Abstract

P.T. Caltex Pacific Indonesia has developed a novel work process for building structural and stratigraphic frameworks employing 3D seismic attribute data within a volume interpretational system.

Former structural and stratigraphic frameworks were typically developed by interpreting exaggerated 2D time inlines and crosslines using a single 3D volume attribute. Conventional work processes: a) leads to incorrectly picked surfaces, faults and channels; b) extends reservoir sands laterally beyond their actual limit; and c) produces inadequate structural models of deeper trap geometries. Technological achievements in hardware and software permit interpreters to simultaneously utilize multiple seismic volumes such as acoustic impedance, amplitude and high resolution EDGE attributes. Application of these seismic volumes with sound work processes to identify faults, channels, subtle incised valleys as well as lateral 4^th order discontinuities within pay intervals will reduce the overall interpretation cycle time while increasing accuracy.

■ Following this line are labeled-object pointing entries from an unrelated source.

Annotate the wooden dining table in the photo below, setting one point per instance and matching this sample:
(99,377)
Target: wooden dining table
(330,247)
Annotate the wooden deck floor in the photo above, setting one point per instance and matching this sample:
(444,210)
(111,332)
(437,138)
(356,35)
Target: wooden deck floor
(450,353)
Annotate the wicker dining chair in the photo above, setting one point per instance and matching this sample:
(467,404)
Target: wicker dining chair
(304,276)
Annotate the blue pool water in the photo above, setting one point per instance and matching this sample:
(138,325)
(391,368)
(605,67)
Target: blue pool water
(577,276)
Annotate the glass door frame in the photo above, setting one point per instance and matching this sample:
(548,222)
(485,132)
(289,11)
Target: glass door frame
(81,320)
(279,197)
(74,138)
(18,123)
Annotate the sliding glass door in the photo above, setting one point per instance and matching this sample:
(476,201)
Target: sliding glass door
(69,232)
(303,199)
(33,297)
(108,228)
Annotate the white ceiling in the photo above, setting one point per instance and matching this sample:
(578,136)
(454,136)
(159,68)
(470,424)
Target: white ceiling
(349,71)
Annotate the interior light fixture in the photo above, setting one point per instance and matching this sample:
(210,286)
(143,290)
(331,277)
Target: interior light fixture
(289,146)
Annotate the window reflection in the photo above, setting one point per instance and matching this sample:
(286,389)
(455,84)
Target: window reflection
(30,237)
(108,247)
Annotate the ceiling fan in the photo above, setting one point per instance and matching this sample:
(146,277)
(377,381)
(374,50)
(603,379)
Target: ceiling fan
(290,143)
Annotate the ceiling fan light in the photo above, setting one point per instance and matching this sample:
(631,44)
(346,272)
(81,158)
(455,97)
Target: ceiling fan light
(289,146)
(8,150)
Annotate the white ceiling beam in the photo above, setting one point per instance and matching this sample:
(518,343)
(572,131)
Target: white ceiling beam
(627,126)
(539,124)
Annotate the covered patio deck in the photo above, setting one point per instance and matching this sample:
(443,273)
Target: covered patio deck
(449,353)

Structural frameworks are derived from fault interpretations that use two 3D attribute volumes simultaneously. The work process uses two workstation monitors, one monitor displays an inline or crossline view of an amplitude volume while the second monitor displays Chevron's proprietary EDGE (Edge Detection of Geologic Events) amplitude difference or multi-attribute volume timeslice. Actual fault picking is conducted at a true 1:1 scale along both inline and crossline views within an amplitude volume; while, high resolution amplitude difference timeslices act as templates for locating faults thus reducing interpretational bias. The fault surfaces act as boundaries for 3D voxel picking of horizons, channels, clinoforms, fluid contacts (oil/water, steam, etc.). To achieve optimal interpretation of stratigraphic events, an amplitude volume is interpolated and trimmed to the area of interest or structural compartment. Like the EDGE volume, the acoustic impedance volume depicts lateral discontinuities within pay intervals and acts as a guide for the interpreter during 3D picking of stratigraphic events. This same work process is completed until all of the structural compartments are picked and the 3D earth architecture is characterized for each respective reservoir, attic location or prospect.